L’umanità di Meloni è sicuramente molto forte. La sua storia personale, privata e di formazione è nota. Anzi, è stata rivendicata nella sua autobiografia “Io sono Giorgia” e tutti abbiamo la possibilità, quando è felice o arrabbiata, di capire o almeno immaginare alcune pulsioni, i motivi che la animano. In quest’umanità rientrano la sua mimica facciale molto forte, l’oratoria, la prossemica: basta un occhio per capire di che umore sia. Con Biden, per esempio, una passeggiata mano nella mano di pochissimi secondi è servita ai suoi ammiratori per affermare che il capo del governo italiano è stimato da quello statunitense e ai suoi avversari per rovesciare tale considerazione, accusandola di essere prona ai diktat yankee.
Ieri la cosa si è ripetuta in modo più soft e la foto che campeggia su tutti i siti e giornali mostra un contatto delle mani più discreto, che intende significare la prosecuzione di quel rapporto idilliaco creatosi nelle precedenti occasioni.
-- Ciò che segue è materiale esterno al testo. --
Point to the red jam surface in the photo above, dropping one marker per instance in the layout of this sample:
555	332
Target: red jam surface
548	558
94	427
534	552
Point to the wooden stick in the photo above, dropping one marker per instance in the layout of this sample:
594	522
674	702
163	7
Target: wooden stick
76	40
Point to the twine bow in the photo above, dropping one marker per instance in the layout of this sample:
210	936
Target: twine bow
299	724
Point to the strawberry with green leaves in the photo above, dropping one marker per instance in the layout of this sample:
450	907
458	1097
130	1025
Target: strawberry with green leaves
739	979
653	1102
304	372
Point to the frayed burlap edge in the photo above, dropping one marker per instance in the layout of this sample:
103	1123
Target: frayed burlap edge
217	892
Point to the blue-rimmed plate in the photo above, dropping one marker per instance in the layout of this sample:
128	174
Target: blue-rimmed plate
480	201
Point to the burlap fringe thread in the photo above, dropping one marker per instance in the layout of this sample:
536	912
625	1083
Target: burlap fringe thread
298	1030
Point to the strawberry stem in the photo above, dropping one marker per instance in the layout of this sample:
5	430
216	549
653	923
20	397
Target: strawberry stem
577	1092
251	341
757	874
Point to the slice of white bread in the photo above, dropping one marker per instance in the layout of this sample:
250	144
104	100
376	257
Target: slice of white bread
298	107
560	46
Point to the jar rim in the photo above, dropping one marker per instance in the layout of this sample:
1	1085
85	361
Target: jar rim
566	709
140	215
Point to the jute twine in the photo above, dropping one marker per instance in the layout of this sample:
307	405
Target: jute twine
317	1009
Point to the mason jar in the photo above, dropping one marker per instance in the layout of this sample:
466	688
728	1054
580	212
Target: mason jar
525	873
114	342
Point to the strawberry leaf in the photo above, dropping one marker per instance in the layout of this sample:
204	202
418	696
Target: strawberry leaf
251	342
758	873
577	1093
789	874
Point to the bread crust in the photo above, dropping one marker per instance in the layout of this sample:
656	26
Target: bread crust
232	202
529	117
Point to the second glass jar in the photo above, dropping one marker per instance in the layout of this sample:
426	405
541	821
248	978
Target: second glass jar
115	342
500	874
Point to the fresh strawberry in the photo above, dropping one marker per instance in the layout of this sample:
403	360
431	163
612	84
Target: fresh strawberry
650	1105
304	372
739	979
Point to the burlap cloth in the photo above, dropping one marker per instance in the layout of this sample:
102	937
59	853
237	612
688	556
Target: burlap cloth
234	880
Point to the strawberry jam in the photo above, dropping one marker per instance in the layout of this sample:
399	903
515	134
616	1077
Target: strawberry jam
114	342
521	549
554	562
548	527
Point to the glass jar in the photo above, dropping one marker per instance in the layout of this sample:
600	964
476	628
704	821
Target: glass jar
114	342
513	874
Anche se guardiamo altre immagini l’eloquenza paraverbale meloniana è prorompente. Per esempio quella che la ritrae controluce con il premier inglese Suniak: i due sembrano un po’ una coppia di innamorati, in senso ovviamente politico, due persone che si piacciono e che proprio su questo apprezzamento anche personale costruiscono la loro intesa politica. Così come alcune foto di un G20 a Bali, dove invece emergevano da alcune sue espressioni e posture le criticità e le incomprensioni con Macron. Foto che diedero molto agio ai detrattori per dire che il nostro premier è isolato tra i grandi del mondo.
Poi ci sono altri aspetti, come l’accento romano contenuto a fatica, che a volte esplode denotando un’origine popolare che, di nuovo, può essere vista come un limite o al contrario come un atout.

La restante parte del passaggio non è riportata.